Cuando se organizó la expedición de Loaisa, contaba yo con veintinueve años. A los dieciocho, había salido de Olmedo contrariando a mi padre, quien estaba impaciente por que me pusiera, cuanto antes, al frente de un próspero negocio de manufacturas de lana, que había ido pasando de una generación a otra desde mucho tiempo atrás.
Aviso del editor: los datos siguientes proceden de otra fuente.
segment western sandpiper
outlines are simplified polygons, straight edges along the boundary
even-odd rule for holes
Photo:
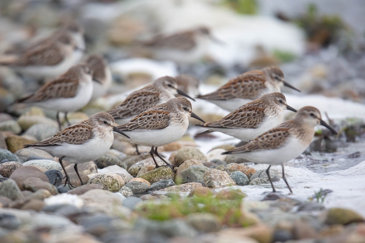
[[[131,142],[151,147],[150,153],[156,164],[160,167],[154,153],[174,171],[172,165],[159,154],[157,148],[174,142],[186,132],[189,125],[189,117],[204,122],[192,111],[191,103],[184,97],[168,100],[147,110],[129,121],[117,128],[130,135]]]
[[[222,154],[233,154],[257,163],[269,164],[266,173],[274,192],[276,191],[269,169],[272,165],[281,165],[283,179],[292,193],[285,177],[284,164],[307,149],[314,135],[314,128],[319,125],[337,134],[322,119],[318,109],[313,106],[304,106],[298,111],[294,119],[282,123],[242,146]]]
[[[61,129],[60,111],[67,113],[81,109],[90,101],[93,86],[92,71],[86,64],[73,66],[66,72],[54,80],[43,85],[35,92],[16,101],[57,111],[57,120]]]
[[[93,71],[94,89],[91,100],[104,95],[112,83],[112,73],[106,61],[101,56],[89,56],[86,62]]]
[[[24,145],[43,150],[59,158],[69,186],[70,178],[62,161],[75,164],[74,167],[81,184],[84,184],[77,171],[77,164],[96,160],[110,148],[114,141],[113,132],[129,137],[114,126],[114,118],[107,112],[91,116],[87,120],[69,126],[53,137],[35,144]],[[66,182],[65,184],[66,185]]]
[[[220,132],[248,142],[281,123],[284,110],[297,111],[281,93],[266,94],[218,121],[196,125],[208,129],[196,135]]]
[[[78,63],[84,51],[78,49],[70,35],[65,34],[54,41],[45,42],[14,58],[2,58],[0,64],[34,78],[54,78]]]
[[[265,94],[280,92],[286,86],[300,91],[287,83],[278,67],[270,67],[250,71],[230,79],[214,92],[197,98],[205,99],[230,111]]]
[[[212,35],[208,28],[200,27],[170,35],[159,35],[141,43],[157,59],[190,63],[205,54],[209,39],[222,43]]]

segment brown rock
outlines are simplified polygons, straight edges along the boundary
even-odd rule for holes
[[[23,148],[23,145],[38,142],[36,140],[28,139],[23,137],[16,135],[11,135],[5,138],[8,149],[12,153]]]
[[[23,166],[20,162],[10,161],[0,164],[0,175],[4,177],[9,177],[14,171]]]
[[[193,165],[203,165],[200,161],[194,159],[186,160],[177,167],[177,169],[176,169],[176,175],[179,175],[181,171]]]
[[[43,181],[49,183],[48,178],[44,173],[32,165],[25,165],[19,167],[13,172],[9,178],[15,180],[20,190],[23,191],[26,189],[23,187],[23,182],[27,178],[32,177],[36,177]]]
[[[23,204],[20,208],[23,210],[31,210],[39,212],[42,210],[46,204],[39,199],[32,199]]]
[[[26,190],[36,192],[39,189],[43,189],[49,191],[52,195],[58,193],[57,188],[54,185],[41,179],[35,177],[31,177],[26,179],[23,182],[23,188]]]
[[[101,184],[88,184],[78,187],[74,189],[69,191],[66,193],[75,195],[81,195],[92,189],[104,189],[104,186]]]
Ya durante mi niñez, la familia gozaba de una situación desahogada ,y cuando alcancé los once años de edad, habíase encomendado mi educación a un canónigo de Valladolid, una persona docta y bien intencionada, de quien aprendí fundamentos de lógica, gramática, matemáticas, geometría e incluso astronomía. Recuerdo con cariño a aquel hombre bondadoso, quien a veces no podía contener la risa ante mis ocurrencias acerca del tamaño de la Tierra o del movimiento de los astros. A medida que fui dejando atrás la infancia, sentía una creciente necesidad de formarme una imagen del mundo, y las noticias que llegaban sobre los viajes a las Indias, no hacían más que alimentar aquel afán; pues si se había conseguido navegar más allá de los abismos del mar tenebroso, desafiando los horrores sin cuento relatados en las leyendas ¿no era ello prueba segura de que la industria de los hombres era capaz de resolver cualquier misterio?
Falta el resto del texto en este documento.